Je suis aussi oie blanche que l'héroïne du long-métrage.
— Oui, c'est bon, je lui dis, sobrement.
— C'est parfait! Et puis, vous m'inspirez, toutes les deux, un nouveau départ. Maintenant que Mathilde est à la maison, les choses vont changer.
— Tu ne vas plus travailler? me demande Pascale.
— C'est temporaire…
— Non, non, précise Julien. C'est permanent. Tu es beaucoup mieux ici, crois moi... La GBF, c'était pas pour toi.
— Et… Et ma carrière?
— Une carrière? Non… Pas du tout pour toi ça. C'était juste un moment… Et puis… Une carrière pour une femme? Franchement, non… Ça n'a presque pas de sens. Nous formons un couple. Le premier devoir d'un couple c'est de fonder une famille. D'avoir des enfants…
— Bonjour la mentalité macho, ironise ma sœur.
— Une mentalité très saine, réplique Julien. Trop de liberté chez la femme, c'est pas bon. Mathilde a fait un choix avec moi… Le choix de la famille. C'est un choix important.
— Mais… Tu… Des… Des enfants, je balbutie, encore plus candide qu'avant.
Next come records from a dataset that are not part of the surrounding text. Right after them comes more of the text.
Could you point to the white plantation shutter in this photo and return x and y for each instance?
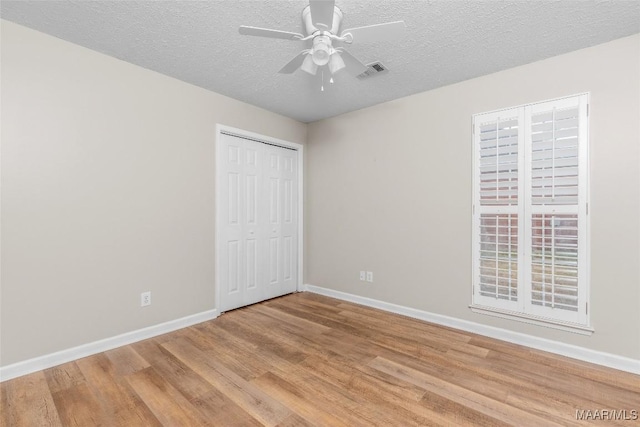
(499, 161)
(557, 179)
(530, 184)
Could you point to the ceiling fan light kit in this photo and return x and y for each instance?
(322, 20)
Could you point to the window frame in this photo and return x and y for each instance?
(523, 309)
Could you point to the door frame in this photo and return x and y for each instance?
(299, 148)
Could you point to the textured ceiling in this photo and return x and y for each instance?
(445, 42)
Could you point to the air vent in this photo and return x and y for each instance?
(373, 69)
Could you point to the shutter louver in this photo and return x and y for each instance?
(530, 212)
(499, 162)
(499, 256)
(554, 261)
(554, 157)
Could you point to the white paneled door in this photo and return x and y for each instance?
(258, 221)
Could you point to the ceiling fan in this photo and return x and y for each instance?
(322, 20)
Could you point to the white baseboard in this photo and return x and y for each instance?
(53, 359)
(592, 356)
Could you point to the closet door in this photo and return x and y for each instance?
(258, 221)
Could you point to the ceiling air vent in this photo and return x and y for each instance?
(373, 69)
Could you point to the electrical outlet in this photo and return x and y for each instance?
(145, 299)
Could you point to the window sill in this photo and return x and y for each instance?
(533, 320)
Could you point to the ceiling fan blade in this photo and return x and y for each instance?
(322, 12)
(378, 32)
(352, 64)
(266, 32)
(295, 63)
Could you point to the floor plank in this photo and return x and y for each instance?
(309, 360)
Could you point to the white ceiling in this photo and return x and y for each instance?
(445, 42)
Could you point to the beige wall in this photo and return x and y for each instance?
(390, 191)
(107, 191)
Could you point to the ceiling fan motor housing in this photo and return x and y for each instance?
(309, 26)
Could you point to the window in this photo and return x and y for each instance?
(530, 182)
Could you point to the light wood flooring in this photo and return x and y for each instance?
(305, 359)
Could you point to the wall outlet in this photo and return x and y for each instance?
(145, 299)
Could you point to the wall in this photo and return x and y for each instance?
(390, 192)
(107, 191)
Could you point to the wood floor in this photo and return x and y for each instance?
(305, 359)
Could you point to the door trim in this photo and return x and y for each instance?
(299, 148)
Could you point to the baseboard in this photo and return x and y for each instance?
(53, 359)
(592, 356)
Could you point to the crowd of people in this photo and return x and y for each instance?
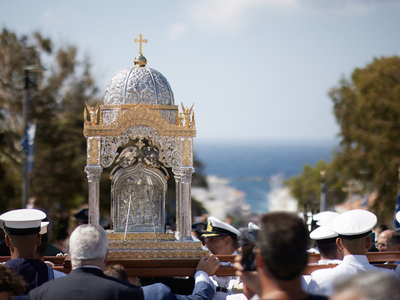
(270, 261)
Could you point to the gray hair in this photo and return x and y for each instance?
(88, 242)
(371, 285)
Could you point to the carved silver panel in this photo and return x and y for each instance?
(169, 116)
(139, 85)
(168, 146)
(109, 115)
(138, 199)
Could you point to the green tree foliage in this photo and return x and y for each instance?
(306, 187)
(367, 107)
(57, 101)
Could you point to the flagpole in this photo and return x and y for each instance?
(25, 115)
(397, 206)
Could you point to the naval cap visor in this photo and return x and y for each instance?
(354, 224)
(216, 228)
(22, 221)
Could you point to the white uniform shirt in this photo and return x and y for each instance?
(322, 280)
(225, 282)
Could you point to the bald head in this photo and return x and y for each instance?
(388, 240)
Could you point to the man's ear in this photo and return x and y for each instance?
(258, 258)
(106, 259)
(339, 243)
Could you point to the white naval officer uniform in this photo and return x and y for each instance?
(353, 224)
(224, 282)
(216, 228)
(322, 280)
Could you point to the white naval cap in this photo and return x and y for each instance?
(216, 227)
(253, 226)
(325, 217)
(23, 221)
(43, 227)
(354, 223)
(323, 233)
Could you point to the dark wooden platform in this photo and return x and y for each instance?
(187, 267)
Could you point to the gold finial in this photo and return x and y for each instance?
(140, 60)
(140, 41)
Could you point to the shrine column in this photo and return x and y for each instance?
(93, 171)
(183, 179)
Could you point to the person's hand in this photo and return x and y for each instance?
(208, 264)
(250, 279)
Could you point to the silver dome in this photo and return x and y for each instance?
(139, 85)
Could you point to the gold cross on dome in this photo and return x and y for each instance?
(140, 40)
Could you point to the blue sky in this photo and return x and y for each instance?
(255, 69)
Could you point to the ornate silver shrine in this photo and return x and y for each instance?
(138, 108)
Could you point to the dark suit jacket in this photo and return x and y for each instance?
(86, 283)
(159, 291)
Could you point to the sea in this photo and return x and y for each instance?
(259, 168)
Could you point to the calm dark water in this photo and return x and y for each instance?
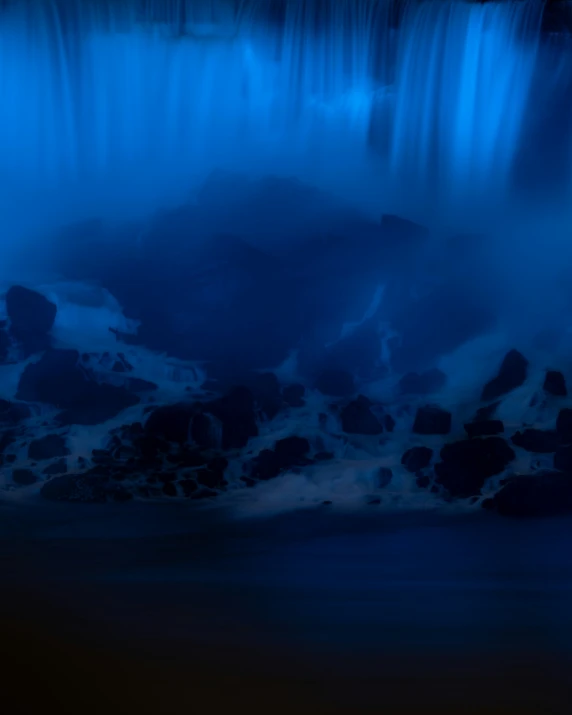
(313, 598)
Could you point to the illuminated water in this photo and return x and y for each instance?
(112, 109)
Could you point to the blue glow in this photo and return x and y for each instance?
(120, 105)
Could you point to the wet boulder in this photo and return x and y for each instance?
(432, 419)
(335, 383)
(484, 428)
(466, 465)
(425, 383)
(48, 447)
(535, 495)
(555, 384)
(32, 317)
(417, 458)
(236, 411)
(357, 418)
(536, 440)
(511, 375)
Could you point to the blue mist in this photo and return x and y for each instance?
(135, 101)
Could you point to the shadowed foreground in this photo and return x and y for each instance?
(292, 615)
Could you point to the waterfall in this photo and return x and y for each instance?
(435, 93)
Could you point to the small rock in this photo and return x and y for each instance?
(555, 384)
(293, 395)
(512, 374)
(417, 458)
(426, 383)
(385, 475)
(335, 383)
(32, 317)
(59, 467)
(432, 420)
(388, 423)
(537, 495)
(171, 422)
(535, 440)
(564, 425)
(357, 418)
(467, 464)
(23, 477)
(48, 447)
(484, 428)
(169, 489)
(236, 412)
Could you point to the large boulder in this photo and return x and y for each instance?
(58, 379)
(357, 418)
(535, 495)
(512, 374)
(431, 419)
(32, 317)
(466, 465)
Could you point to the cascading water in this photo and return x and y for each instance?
(156, 94)
(462, 86)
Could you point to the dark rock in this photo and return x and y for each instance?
(535, 440)
(563, 459)
(171, 422)
(388, 423)
(169, 489)
(137, 385)
(537, 495)
(555, 384)
(512, 374)
(87, 488)
(484, 428)
(357, 418)
(467, 464)
(12, 413)
(5, 344)
(293, 395)
(7, 438)
(564, 425)
(59, 467)
(32, 317)
(385, 475)
(236, 412)
(292, 451)
(432, 420)
(210, 478)
(266, 465)
(57, 379)
(335, 383)
(23, 477)
(417, 458)
(426, 383)
(484, 414)
(189, 487)
(48, 447)
(202, 431)
(102, 456)
(266, 391)
(287, 453)
(190, 458)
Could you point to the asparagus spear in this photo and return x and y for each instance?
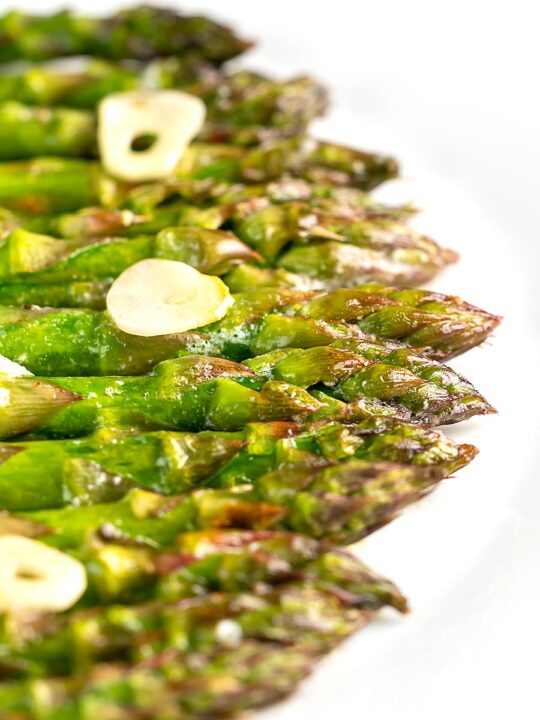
(40, 258)
(257, 110)
(106, 465)
(325, 245)
(84, 342)
(163, 687)
(142, 33)
(244, 109)
(187, 203)
(367, 250)
(49, 85)
(340, 503)
(194, 392)
(56, 185)
(191, 393)
(76, 640)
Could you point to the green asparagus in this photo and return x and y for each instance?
(195, 392)
(190, 624)
(339, 503)
(27, 256)
(56, 185)
(105, 466)
(245, 109)
(142, 33)
(371, 250)
(85, 342)
(49, 85)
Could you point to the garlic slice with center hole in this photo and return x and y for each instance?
(37, 578)
(164, 120)
(12, 369)
(158, 297)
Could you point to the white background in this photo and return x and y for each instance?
(453, 90)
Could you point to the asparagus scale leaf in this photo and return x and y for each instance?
(55, 185)
(339, 503)
(195, 392)
(85, 342)
(142, 33)
(107, 465)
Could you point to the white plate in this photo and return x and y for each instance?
(452, 90)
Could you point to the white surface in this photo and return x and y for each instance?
(452, 90)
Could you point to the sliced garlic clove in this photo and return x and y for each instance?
(172, 117)
(12, 369)
(37, 578)
(158, 297)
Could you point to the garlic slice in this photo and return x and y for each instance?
(12, 369)
(37, 578)
(158, 297)
(171, 116)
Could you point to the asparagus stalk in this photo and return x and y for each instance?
(258, 110)
(190, 393)
(368, 250)
(76, 640)
(85, 342)
(27, 256)
(201, 203)
(339, 503)
(328, 246)
(195, 392)
(141, 33)
(164, 687)
(56, 185)
(105, 466)
(48, 85)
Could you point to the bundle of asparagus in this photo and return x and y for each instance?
(173, 504)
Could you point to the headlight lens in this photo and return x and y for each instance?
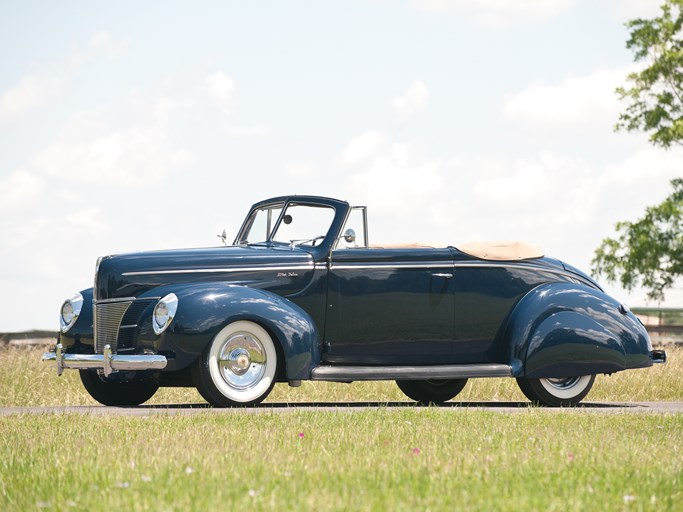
(164, 312)
(70, 311)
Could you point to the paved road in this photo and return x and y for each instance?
(505, 407)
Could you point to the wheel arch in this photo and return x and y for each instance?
(568, 329)
(205, 309)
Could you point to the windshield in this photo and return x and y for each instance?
(261, 224)
(299, 224)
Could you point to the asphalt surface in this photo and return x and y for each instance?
(269, 408)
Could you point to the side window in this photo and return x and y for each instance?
(357, 223)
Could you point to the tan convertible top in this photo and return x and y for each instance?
(501, 251)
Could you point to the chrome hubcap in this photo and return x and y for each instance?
(242, 361)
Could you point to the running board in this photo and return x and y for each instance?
(352, 373)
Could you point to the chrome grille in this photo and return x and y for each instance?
(108, 316)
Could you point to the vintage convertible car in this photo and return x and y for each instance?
(301, 295)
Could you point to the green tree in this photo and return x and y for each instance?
(649, 252)
(655, 95)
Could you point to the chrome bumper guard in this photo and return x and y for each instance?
(658, 356)
(107, 362)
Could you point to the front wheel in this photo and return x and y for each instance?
(238, 367)
(556, 392)
(431, 391)
(119, 394)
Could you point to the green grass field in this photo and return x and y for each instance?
(376, 459)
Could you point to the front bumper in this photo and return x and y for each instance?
(107, 362)
(658, 356)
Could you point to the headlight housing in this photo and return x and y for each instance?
(70, 311)
(164, 312)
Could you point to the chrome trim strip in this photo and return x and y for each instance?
(107, 361)
(456, 265)
(218, 270)
(392, 266)
(351, 373)
(119, 299)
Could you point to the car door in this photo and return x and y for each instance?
(390, 307)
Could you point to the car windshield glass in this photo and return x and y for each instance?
(261, 224)
(304, 224)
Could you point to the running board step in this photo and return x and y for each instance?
(351, 373)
— Dans onze jours exactement, ironise Julien. On sera en phase.
— De quoi parles-tu? je m'inquiète, sans comprendre.
— Tu te moques, non? commente Pascale qui a déjà compris.
— Je parle du cycle naturel de la nature. La femme et l'homme, unis dans la procréation… Nous avons attendu bien trop longtemps tous les deux. Pense à ta famille, ma petite chérie… La joie que tu procureras à tes parents. Mes propres parents n'ont qu'un seul rêve, tu sais… Celui de te savoir enceinte. T'imagines un peu le bonheur que tu vas distribuer?
L'idée d'être enceinte me tombe dessus comme une tonne de briques.
Est-ce ainsi qu'il me voit, à présent?
En cloque, au foyer…
Sur sa lancée, Julien ne peut plus arrêter.
— Une vraie famille, bon sang. Je trouve ça génial… Et c’est super que ma sœur soit là pour t'épauler… À vous deux, vous allez vous tenir les coudes et mener tout ça à bien… Je sais, c'est con mais… Moi, j'aurais pas trop le temps pour m'occuper d'un môme. À la GBF, je risque d'avoir un peu plus de responsabilités. Bon, allez, je vous le dis… Je vais passer chef de service.
Julien ponctue son satisfecit en avalant une énorme gorgée de vin rouge.
Pendant que je débarrasse les assiettes des entrées et que j'apporte la viande et les légumes, Julien précise la nouvelle.
Incrédule, je me demande bien comment il a fait.
En trois jours, il s'est suffisamment profilé pour remplacer Antoine Binet, mon supérieur depuis toujours.
Un poste clé…
Un poste d'expérience.
Un poste à responsabilités.
— C'est officiel? je lui demande.
— Vendredi, je le saurais…. Ils veulent dégager ce connard de Binet depuis un moment… C'est en interne, alors je suis sur les rangs… Je dirais même, le mieux placé du lot. Je compte bien en profiter.
— Si tu as le job, on ira fêter ça, j'ajoute avec enthousiasme. Avec Pascale, aussi…
— Vendredi? demande Pascale, pas trop intéressée.
— On pourrait sortir tous les trois… Dans un petit restaurant du coin.
— Vendredi?! Mais, ma petite chérie… Tu as oublié que c'est la soirée chez tes parents au Vésinet… Ça fait des semaines qu'ils nous ont invités. Leur anniversaire de mariage.
En effet, Mathilde me l'a assez répété les semaines passées.
C'est même marqué en gros sur le calendrier de la cuisine.
Une grande soirée chez ses parents.
Chez mes parents…
Comment allais-je faire pour me comporter en compagnie de ces gens qui, depuis toujours, me terrifiaient?